In the course of my work I talked about improvement and learning with a wide range of people in the firm. One man I worked with was the shop steward who had a wisdom and gentleness that I remember to this day.
He once told me story about the six inch nail machine. There was only one and it was a big machine, not surprisingly. Indeed the operator had a small raised platform on which to stand and keep the machine going. The task involved ensuring that the feed of steel rods into one end of machine was kept going smoothly while nails emerged from the other end. (My engineering knowledge is limited!) At various points during this process a button had to pressed near the hopper where the nails emerged and were collected. This button could not be reached from the raised platform. So several times each shift (perhaps even 50 to 60 times), the operator had to walk down the steps from his platform, walk around the machine and press the button. He then returned to his platform. It was a tedious part of the job. The man who operated the machine was a friend of the shop steward and had worked on that machine for over 20 years. He knew it well.
There was an occasion for the shop steward to work the night shift - something he very rarely did. On this occasion he happened to walk past the six inch nail machine and observed the night operator making it work. Everything was the same except at the point when the button needed to be pressed. Instead of walking down the steps and around the machine, the night operator picked a slighly odd shaped pole and used it to hit the button and the machine carried on operating. The shop steward looked on intrigued.
When he was next on the day shift, he went over to see his friend operating the six inch nail machine. He saw him working as normal. There came a moment when the button needed to be pressed and he said "stop" to his friend. The shop steward climbed the steps and asked his friend what the pole was for. His friend said something like:
"I don't know - it came with the machine when they delivered it way back" and shrugged his shoulders.
The shop steward showed him what the pole could be used for, having seen this on the night shift.
At this point, the shop steward observed (so he told me later) a dawning and excruciating realisation pass across the face of his friend as he mentally counted the times he had walked up and down the steps over the last 20 years or so. The learning was painful...
There are many lessons in here for me including communication, assured systems of work, induction & training etc etc. But what I want to focus upon is the idea that learning can yield huge amounts of pain.
If we learn something new - that upsets what we thought was reliable & true - there can be pain to be experienced. I am left wondering if we sometimes know this (perhaps subconsciously) and so we avoid learning - despite all the evidence and arguments to the contrary.
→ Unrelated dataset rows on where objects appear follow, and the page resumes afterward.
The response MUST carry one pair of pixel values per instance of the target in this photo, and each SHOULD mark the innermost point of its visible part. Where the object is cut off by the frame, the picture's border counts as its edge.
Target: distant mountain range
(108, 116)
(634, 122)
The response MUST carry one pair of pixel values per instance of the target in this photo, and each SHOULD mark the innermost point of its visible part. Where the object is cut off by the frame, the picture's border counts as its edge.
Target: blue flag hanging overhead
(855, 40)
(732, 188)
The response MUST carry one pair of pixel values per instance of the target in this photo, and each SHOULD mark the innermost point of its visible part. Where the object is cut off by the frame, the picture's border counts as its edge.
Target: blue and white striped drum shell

We resolutely hold onto the past, because even though we know that there is a better way, it would mean experiencing such excruciating pain, that we would rather live in ignorance.
What do you think?
Letting go of old ideas & practises can be very, very difficult.


  1. Don't forget the corollary; the operator could have discovered the pole in his first year of operating the machine, then he could have enjoyed the thought of saving all that work in the years to come.
    By the way, sounds like a poor design for this machine.

  2. Ivor - that is certainly possible! And yes - I am sure there is an element of poor design here. Thanks for your comment.